Negli anni avrò visto i Cloud Nothings molte volte, ma pochi altri concerti mi hanno colpito come il loro concerto a Londra nell’ottobre 2012. Salgono sul palco del Village Underground di Shoreditch coi vestiti che avevano la sera prima. Non è una cosa banale dato il periodo storico, ma i Cloud Nothings dal vivo spaccano e sembra subito che abbiano un senso del qui e ora e, soprattutto, una strada da percorrere. Sul palco urlano come se fosse davvero il loro ultimo concerto. E le loro urla sono convincenti. Sono grida di disperazione che non cadono nel vuoto. Anzi. Il pubblico va vicino, avanza brano dopo brano e a un certo punto succede una cosa che non vedevo da tempo: inizia a cantare all’unisono le canzoni. E c’è una cosa che per un momento, per un solo piccolo momento, mi fa ben sperare per futuro del mondo: le prime file sono occupate da ventenni. Cercando un’unione sincera con il pubblico, con una generazione che cerca motivi per unirsi, urlare e riconoscersi in canzoni che esplicitano il disagio generazionale post crisi economica, mi sembrava che i Cloud Nothings raccontassero molto bene le urgenze di una generazione in cerca di una voce attraverso un’elettricità incazzata capace di rappresentare la sincerità di un disagio reale e di una precarietà esistenziale.

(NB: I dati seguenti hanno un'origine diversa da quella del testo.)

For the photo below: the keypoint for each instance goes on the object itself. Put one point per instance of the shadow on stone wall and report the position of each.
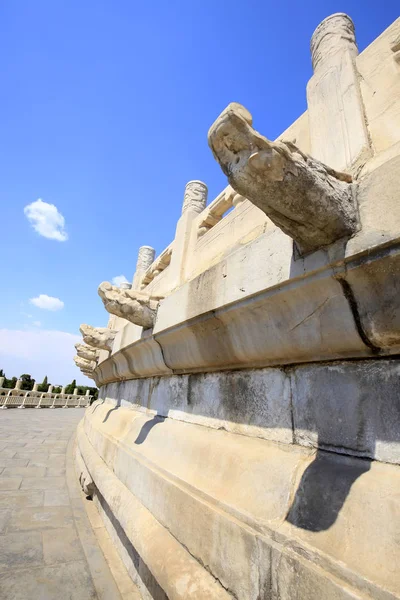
(323, 489)
(134, 563)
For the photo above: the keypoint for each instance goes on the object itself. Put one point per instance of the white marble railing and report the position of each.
(29, 399)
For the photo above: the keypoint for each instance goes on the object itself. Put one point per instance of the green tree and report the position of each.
(27, 381)
(44, 386)
(69, 389)
(10, 383)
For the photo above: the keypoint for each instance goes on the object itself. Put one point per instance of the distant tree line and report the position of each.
(28, 383)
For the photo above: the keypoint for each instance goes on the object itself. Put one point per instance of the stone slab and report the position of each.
(48, 517)
(20, 499)
(70, 581)
(10, 483)
(42, 483)
(350, 407)
(61, 545)
(24, 472)
(56, 498)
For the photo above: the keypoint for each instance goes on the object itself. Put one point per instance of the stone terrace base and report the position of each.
(265, 483)
(48, 550)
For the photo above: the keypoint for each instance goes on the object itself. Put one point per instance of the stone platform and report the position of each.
(52, 545)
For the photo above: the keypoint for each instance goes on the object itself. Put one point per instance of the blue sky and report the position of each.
(104, 109)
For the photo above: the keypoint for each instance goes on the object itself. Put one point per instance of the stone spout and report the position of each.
(137, 307)
(82, 363)
(309, 201)
(86, 352)
(98, 337)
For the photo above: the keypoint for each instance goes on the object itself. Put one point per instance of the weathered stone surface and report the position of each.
(351, 408)
(85, 365)
(137, 307)
(338, 123)
(309, 201)
(214, 490)
(86, 352)
(98, 337)
(248, 444)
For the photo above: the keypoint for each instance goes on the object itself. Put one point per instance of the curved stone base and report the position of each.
(214, 514)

Precarietà esistenziale che si cerca di combattere in qualche modo.
Sotto traccia è un libro sincero ed appassionato, imprescindibile per chiunque ritenga la missione di questo minuscolo blog/aspirante rivista letteraria meritevole (non vi sarà sfuggito che alcune delle band menzionate hanno dei racconti dedicati su queste schermate, ma avrei potute menzionarne molte altre, dai Godspeed You! Black Emperor ai The National), e tale rimane nonostante un numero insolitamente alto di refusi: lo si può perdonare a chi riesce a farti fare un viaggio nel tempo, stimolando la tua nostalgia mentre riesce efficacemente a disinnescarla e problematizzarla.